AllenInstitute / sonata

Collaboration between BBP and AIBS
BSD 3-Clause "New" or "Revised" License
53 stars 33 forks source link

Three levels of cell grouping are confusing #3

Open arsenius7 opened 6 years ago

arsenius7 commented 6 years ago

It seems we have three(!) ways to define a circuit with heterogeneous nodes: 1) multiple "nodes" entries in circuit config 2) multiple populations within one H5 file 3) multiple node groups within one population

For a new user like me the benefit of that is non-obvious. At first glance, having homogeneous single-population per H5 file would make things much simpler while still allowing to combine different populations within one circuit / simulation. Same story for the edges. Is there anything I'm missing? Are these extra hierarchy levels unavoidable?

hernando commented 6 years ago

This has been discussed in length and populations and node groups are unavoidable. Points 1 and 2 are implementation details of the agreed data model.
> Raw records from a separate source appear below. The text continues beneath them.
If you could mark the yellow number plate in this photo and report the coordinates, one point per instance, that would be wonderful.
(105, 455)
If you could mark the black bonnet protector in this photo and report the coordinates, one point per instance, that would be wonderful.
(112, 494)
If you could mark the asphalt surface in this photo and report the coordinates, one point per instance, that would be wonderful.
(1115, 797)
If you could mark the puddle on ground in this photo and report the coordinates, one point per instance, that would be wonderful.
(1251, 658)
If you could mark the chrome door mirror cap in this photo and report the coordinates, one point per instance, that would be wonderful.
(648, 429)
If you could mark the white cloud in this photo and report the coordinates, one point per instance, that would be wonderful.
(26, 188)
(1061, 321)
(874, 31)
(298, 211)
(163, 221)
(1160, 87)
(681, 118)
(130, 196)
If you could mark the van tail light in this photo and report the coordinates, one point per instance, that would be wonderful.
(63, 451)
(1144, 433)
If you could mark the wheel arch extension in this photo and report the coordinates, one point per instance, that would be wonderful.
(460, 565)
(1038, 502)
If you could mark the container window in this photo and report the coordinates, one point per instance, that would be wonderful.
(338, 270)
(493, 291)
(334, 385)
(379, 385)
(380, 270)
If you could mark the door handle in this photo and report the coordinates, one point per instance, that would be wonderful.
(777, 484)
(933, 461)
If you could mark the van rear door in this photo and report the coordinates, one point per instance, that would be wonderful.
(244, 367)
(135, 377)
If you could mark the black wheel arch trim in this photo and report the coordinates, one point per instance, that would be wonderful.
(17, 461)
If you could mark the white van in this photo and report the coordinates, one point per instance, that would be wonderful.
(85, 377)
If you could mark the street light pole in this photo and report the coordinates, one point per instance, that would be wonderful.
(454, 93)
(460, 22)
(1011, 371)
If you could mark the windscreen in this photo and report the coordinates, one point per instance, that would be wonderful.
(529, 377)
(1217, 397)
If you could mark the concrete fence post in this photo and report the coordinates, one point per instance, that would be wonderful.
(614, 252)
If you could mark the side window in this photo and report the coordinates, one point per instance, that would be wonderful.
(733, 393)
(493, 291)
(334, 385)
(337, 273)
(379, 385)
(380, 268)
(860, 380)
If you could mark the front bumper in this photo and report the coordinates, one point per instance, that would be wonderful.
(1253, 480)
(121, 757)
  1. Multiple node entries in the circuit config may be used for subcircuits that have been created independently and are later connected. Think of thalamus, cortex, hippocampus here.
  2. Multiple populations inside the same file are allowed to not enforce a particular file layout. It also allows merging multiple population files in a single one. I cannot give more reasons to justify this other than this flexibility. In any case, we need to have either 1 or 2, and we opted for both.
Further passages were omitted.